Has anyone else noticed that listening to bohemian rhapsody from the rock Montreal album with broken headphones or a broken aux cord will sometimes cancel out the overdub vocals and instead you can clearly hear the vocals from the first night? i've attached an audio file that demonstrates this, the 1st track is the official release without modifications, the 2nd track is a recording i got with a broken aux cord that removed the after vocals, the 3rd track is from the first night of Montreal found on Gregsynthbootlegs channel found here link, the 4th track is a Semi-Acapella track for rock Montreal found here link, the 5th and 6th track is a demonstration basically showing that they used the first night for the balled section (which most people already know by now)
Rock section of Bo Rhap in Rock Montreal is one of the most absurd overdub in Queen live releases history. I remember when I was watching this release for the first time and the rock section starts and I was thinking 'What the hell. What is the point?'
My headphones have just broken 2 days ago and only one side is working so I can have some fun now!
This is basically removing the center channel, where Freddie's mic is mixed and letting you hear the original audio being picked up in John, Roger and the crowd's microphone.
Try it with Live At The Bowl and you might hear the patch up on 'locality'.
He's talking about the album, so i assume he's talking about audio only realese. As for the DVD's, i'm almost sure they don't have the center channel. It's a 4.1 mix, not 5.1.
'Rock section of Bo Rhap in Rock Montreal is one of the most absurd overdub in Queen live releases history'
What particular release version? I can't hear anything amiss
He's talking about the album, so i assume he's talking about audio only realese. As for the DVD's, i'm almost sure they don't have the center channel. It's a 4.1 mix, not 5.1.
Okay, when you have something that is in stereo you have things mixed into different places on the stereo field, Freddies vocals will be dead centre, or "Center channel", the music will be more spread out across the spectrum.
Old cheap HiFi Systems sometimes used to have a button that did this labled "karaoke mode", Boken headphones will do the same, i think it basically cuts the mid frequencies .
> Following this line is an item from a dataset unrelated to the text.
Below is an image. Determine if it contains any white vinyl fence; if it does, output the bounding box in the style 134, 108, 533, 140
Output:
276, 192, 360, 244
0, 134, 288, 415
It's got nothing to do with surround sound systems, but i can totally understand the confusion.
Yeah it's the 'mono' centre of a stereo mix. It makes sense that ambient live vocals would be reveal mixed wide in stereo picked up on other mics IE drum kit. I reported a similar broken headphone reveal on FBG. I could hear stuff not revealed even on the stems. Really wish I'd ripped it.
'This is basically removing the center channel, where Freddie's mic is mixed and letting you hear the original audio being picked up in John, Roger and the crowd's microphone.
Try it with Live At The Bowl and you might hear the patch up on 'locality'. ' odd thing is when i tried the same thing with another rock montreal release it displayed the over dubbed vocals instead of the original
dysan wrote:
'Rock section of Bo Rhap in Rock Montreal is one of the most absurd overdub in Queen live releases history'
What particular release version? I can't hear anything amiss
I'm reffering to Rock Montreal 2007. It's different take or different mix or whatever it is.
Sorry if this is the wrong thread, but I'm curious. Is "Now I'm Here" partially vocally overdubbed on this video? Like the opening and those first few verses? His vocal tonality changed ever so slightly and the quality of the recording of his voice changed ever so slightly...its crisper and sounds like its sitting slightly above the mix like it was added later? Is this right?
Sorry if this is the wrong thread, but I'm curious. Is "Now I'm Here" partially vocally overdubbed on this video? Like the opening and those first few verses? His vocal tonality changed ever so slightly and the quality of the recording of his voice changed ever so slightly...its crisper and sounds like its sitting slightly above the mix like it was added later? Is this right?